AgentStateCrucible is an agent testing and validation framework built on AgentStateGraph primitives: plans, policies, tasks, decision commits, blame, and sealed epochs.

Picking an agent for a job is a credentialing problem. Today the answer is vibes — a few demo runs, a leaderboard scraped from someone else’s benchmark, a hunch. Crucible replaces vibes with side-by-side judgment over auditable runs:

  • Same scenario. Same starting state, same task, same policy. Every candidate agent gets the same inputs.
  • Every decision a commit. AgentStateGraph decision commits capture intent, reasoning, confidence, alternatives, and authority. No “trust me, it worked.”
  • A third judge agent. An LLM judge scores runs on correctness, reasoning quality, and effect blast radius. Pluggable — bring your own judge.
  • A sealed epoch. The entire run is bundled into a tamper-evident Merkle-rooted epoch. Hand it to an auditor and they can verify it without trusting the harness.

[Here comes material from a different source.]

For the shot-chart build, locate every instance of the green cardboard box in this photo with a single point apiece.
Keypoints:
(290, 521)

  1. Define a scenario — starting state, task description, policy, success criteria
  2. Run the scenario against multiple agents in parallel (or sequentially)

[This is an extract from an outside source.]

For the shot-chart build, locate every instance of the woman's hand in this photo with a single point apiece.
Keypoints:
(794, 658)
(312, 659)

  3. Each agent’s decisions are captured as AgentStateGraph commits on its own branch
  4. A judge agent scores each run against the criteria
  5. The run is sealed into an epoch — Merkle root, tamper-evident, exportable
  6. Compare runs side-by-side in the Crucible UI: who made better decisions, who had narrower blast radius, who completed faster
  • Correctness — did the agent achieve the goal?
  • Reasoning quality — were the decisions well-reasoned and well-documented?
  • Effect blast radius — how many side effects did the agent produce, and were they intended?
  • Cost — tokens consumed, time elapsed, retries required

Pre-release. Foundation in active development. Built on AgentStateGraph — scenarios, runs, tasks, and scoring history are native graph primitives.